Dodgy dabble in dance music (unprompted, Clark delivers a baffling lecture on how to apply jungle rhythms to Phil Spector songs), but they specialise in buoyant, classic pop, complete with irrepressible, Keith Moon-inspired drumming, and Beatlesy three-part harmonies (without nicking Beatles melodies - they've got plenty of their own). By rights, they should have been in the front seat of the Britpop bandwagon. Instead, it drove right past them. "We were doing pop in 1990, 1991, when indie and grunge were everything and pop was a dirty word," says Priest. "But it was our pop, it wasn't Britpop. It was as much inspired by Sly and the Family Stone as it was by the Beatles."

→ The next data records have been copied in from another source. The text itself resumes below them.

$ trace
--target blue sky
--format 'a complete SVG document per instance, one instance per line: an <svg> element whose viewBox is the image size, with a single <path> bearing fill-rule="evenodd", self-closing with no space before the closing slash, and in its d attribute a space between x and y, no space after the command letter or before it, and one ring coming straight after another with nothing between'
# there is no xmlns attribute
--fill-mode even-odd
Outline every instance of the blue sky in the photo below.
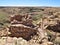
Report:
<svg viewBox="0 0 60 45"><path fill-rule="evenodd" d="M0 6L57 6L60 0L0 0Z"/></svg>

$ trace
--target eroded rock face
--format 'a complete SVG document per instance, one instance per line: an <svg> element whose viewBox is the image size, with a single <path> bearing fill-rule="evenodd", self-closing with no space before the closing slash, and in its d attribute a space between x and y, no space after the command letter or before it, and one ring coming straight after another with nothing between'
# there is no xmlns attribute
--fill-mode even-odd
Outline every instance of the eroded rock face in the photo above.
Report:
<svg viewBox="0 0 60 45"><path fill-rule="evenodd" d="M24 19L24 20L23 20ZM34 29L31 16L28 15L14 15L11 16L11 26L9 27L9 36L12 37L22 37L26 40L30 40L31 36L37 33L37 30Z"/></svg>
<svg viewBox="0 0 60 45"><path fill-rule="evenodd" d="M36 30L21 24L11 25L9 28L12 37L23 37L26 40L31 39L31 36L36 34Z"/></svg>

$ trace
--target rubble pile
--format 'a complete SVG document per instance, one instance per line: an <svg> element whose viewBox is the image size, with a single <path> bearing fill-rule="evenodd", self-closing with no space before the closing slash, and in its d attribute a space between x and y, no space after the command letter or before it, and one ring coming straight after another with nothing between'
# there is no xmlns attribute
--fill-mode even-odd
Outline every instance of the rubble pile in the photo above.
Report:
<svg viewBox="0 0 60 45"><path fill-rule="evenodd" d="M22 37L26 40L31 39L31 36L37 33L32 24L31 16L28 15L12 15L10 17L11 26L9 32L11 37Z"/></svg>

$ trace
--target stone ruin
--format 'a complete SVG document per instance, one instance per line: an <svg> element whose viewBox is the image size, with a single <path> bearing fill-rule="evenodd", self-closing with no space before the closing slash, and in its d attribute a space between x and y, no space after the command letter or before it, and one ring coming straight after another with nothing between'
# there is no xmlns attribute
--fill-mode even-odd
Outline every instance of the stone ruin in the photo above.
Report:
<svg viewBox="0 0 60 45"><path fill-rule="evenodd" d="M22 37L30 40L37 33L30 15L11 15L10 22L9 32L11 34L9 36L11 37Z"/></svg>

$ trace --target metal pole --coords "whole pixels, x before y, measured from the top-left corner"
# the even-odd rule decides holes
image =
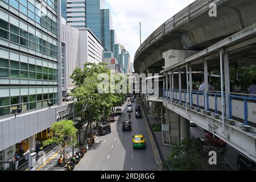
[[[224,101],[224,83],[223,83],[223,49],[220,49],[220,77],[221,77],[221,117],[222,121],[222,133],[225,133],[225,101]]]
[[[141,45],[141,23],[139,22],[139,40],[140,40],[140,45]]]

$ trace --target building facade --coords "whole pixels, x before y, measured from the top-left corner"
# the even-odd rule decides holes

And they do tend to go about things the hard way. In 1992, they got themselves arrested for playing an anti-Poll Tax gig at Speakers' Corner. They speak up tirelessly for the legalisation of drugs. In August they go on a mini- tour of Bosnia. Earlier that month, they will tour Britain again - without playing in any venues. They will take their own big top from town to town, setting it up in parks and church grounds. Clark, meanwhile, is setting up a studio for young bands, and finding time to spend with his wife and his baby son, Marley. Are the other two members of Dodgy single? "Definitely," he says, with a wry snort, as a tortilla-crunching Priest politely excuses himself to soundcheck his drums.

Is Clark ever jealous of Oasis, who jumped from being Dodgy's support act to masters of the universe? "Not at all. Good luck to them. They have to live with each other. No matter how much money they have, I don't particularly want to be in a band with Liam and Noel." At that moment, by an unsettling coincidence, it seems as if he is. Blasting down from the soundcheck is the voice of Priest parodying the Gallaghers: "You are my soon-she-ine! My only soon-she-ine!" Clark is chattering so eagerly that he doesn't even notice.

! 'Free Peace Sweet' (A&M, CD/LP/tape) is out now. A single, 'Good Enough', is out on 29 Jul.